A Monsieur Baudouin AMBA WETSHI
Rédacteur en Chef
Congo indépendant
Objet : Droit de réponse
Monsieur,
En date du 17 janvier 2007, vous avez publié « un communiqué de presse » fleuve de 06 pages avec annexes [tout un symbole !] sous la plume de l’Ambassadeur Moleka Liambi intitulé : « L’ambassadeur Moleka Liambi contre-attaque ».
Entre le devoir de réserve auquel tout diplomate est astreint et le droit de réponse qui dit bien son nom, j’ai longtemps hésité avant de vous écrire.
Mais, devant une diffamation, l’honneur n’a pas de prix. Aussi, après avoir été personnellement et nommément mis en cause dans ce document, j’ai souhaité répondre, non pour engager une polémique quelconque, (et pour quel intérêt?), mais pour éclairer l’opinion sur les contre-vérités concernant ma personne et qui sont contenues dans ce document dont la qualité intellectuelle et morale est à la mesure des intentions de son auteur ...

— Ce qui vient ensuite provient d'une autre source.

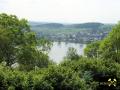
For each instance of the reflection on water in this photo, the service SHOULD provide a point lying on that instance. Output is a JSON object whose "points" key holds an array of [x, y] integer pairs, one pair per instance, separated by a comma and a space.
{"points": [[58, 51]]}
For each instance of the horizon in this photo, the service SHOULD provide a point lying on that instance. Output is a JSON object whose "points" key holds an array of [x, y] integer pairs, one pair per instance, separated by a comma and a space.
{"points": [[63, 11]]}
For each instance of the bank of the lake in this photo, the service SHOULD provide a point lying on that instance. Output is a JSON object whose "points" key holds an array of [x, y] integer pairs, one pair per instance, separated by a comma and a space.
{"points": [[59, 50]]}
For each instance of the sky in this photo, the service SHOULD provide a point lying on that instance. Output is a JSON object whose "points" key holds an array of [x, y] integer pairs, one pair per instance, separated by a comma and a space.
{"points": [[64, 11]]}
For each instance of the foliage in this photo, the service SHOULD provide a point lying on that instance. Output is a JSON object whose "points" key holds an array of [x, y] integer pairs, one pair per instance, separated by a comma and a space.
{"points": [[92, 50], [19, 44], [72, 54]]}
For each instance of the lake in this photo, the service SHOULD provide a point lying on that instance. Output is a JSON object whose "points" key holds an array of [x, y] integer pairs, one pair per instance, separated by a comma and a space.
{"points": [[59, 50]]}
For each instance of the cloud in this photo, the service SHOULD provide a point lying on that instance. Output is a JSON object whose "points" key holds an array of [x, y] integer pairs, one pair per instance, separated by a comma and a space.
{"points": [[63, 10]]}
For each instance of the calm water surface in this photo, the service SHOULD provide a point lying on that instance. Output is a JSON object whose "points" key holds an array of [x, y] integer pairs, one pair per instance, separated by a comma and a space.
{"points": [[59, 50]]}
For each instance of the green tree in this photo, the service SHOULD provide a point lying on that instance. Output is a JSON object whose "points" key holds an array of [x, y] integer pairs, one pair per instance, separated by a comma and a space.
{"points": [[19, 43], [72, 54], [92, 50], [110, 46]]}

1. Lorsque l’ambassadeur Moleka s’insurge contre la calomnie et les pratiques diffamatoires, l’on ne peut qu’applaudir. Mais lorsque lui-même se jette pieds, points et cerveau liés dans ces mêmes pratiques pour diffamer, comble de l’ironie, des collaborateurs qui travaillent sous ses ordres, cela dépasse tout entendement.

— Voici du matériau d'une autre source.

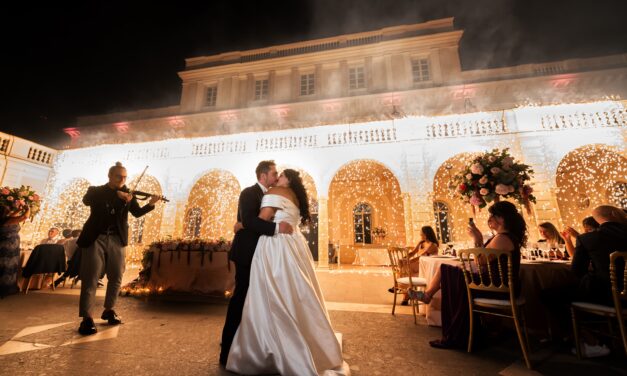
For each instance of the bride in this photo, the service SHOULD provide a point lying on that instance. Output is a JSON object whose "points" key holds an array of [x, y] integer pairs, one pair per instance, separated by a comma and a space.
{"points": [[285, 326]]}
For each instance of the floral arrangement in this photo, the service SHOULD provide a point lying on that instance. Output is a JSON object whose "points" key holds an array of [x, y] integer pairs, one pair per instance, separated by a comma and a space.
{"points": [[379, 232], [19, 200], [493, 175]]}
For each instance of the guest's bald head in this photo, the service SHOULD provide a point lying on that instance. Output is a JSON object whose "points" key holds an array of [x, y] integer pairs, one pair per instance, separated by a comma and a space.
{"points": [[608, 213]]}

2. A l’attention de tous ceux qui ont pris connaissance de la longue confession sans péchés de l’ambassadeur Moleka, je voudrais simplement rappeler succinctement mon itinéraire personnel:
Je m’appelle VANGU NGIMBI, je suis né le 15 novembre 1958 à Tuidi-Nzazi dans le Bas-Congo. J’ai fait toutes mes études primaires et secondaires dans les internats de cette province avant de les poursuivre respectivement à l’Université de Lubumbashi et à la Sorbonne à Paris. Titulaire d’un Doctorat en Anthropologie Sociale et en Sociologie Politique, parallèlement à d’autres formations, je suis marié à une française d’origine marocaine avec laquelle j’ai eu deux enfants. Quiconque est dans ma situation maritale sait que cette situation ne confère aucun caractère automatique, ni en droit ni de fait, pour ce qui concerne la nationalité.

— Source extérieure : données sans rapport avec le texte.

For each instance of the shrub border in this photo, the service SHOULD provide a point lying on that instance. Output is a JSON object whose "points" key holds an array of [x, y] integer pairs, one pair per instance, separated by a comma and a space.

Cette pratique qui consiste à diaboliser tous ceux qui sont à même d’apporter quelque chose de positif à la reconstruction de notre pays en les traitant d’étrangers et qui a causé un tort immense à l’image de la RDC jusqu’au sommet de l’Etat, notamment lors de la dernière campagne électorale est bien connue. C’est la marque de fabrique d’une certaine catégorie de compatriotes. Je n'en rajouterai donc pas.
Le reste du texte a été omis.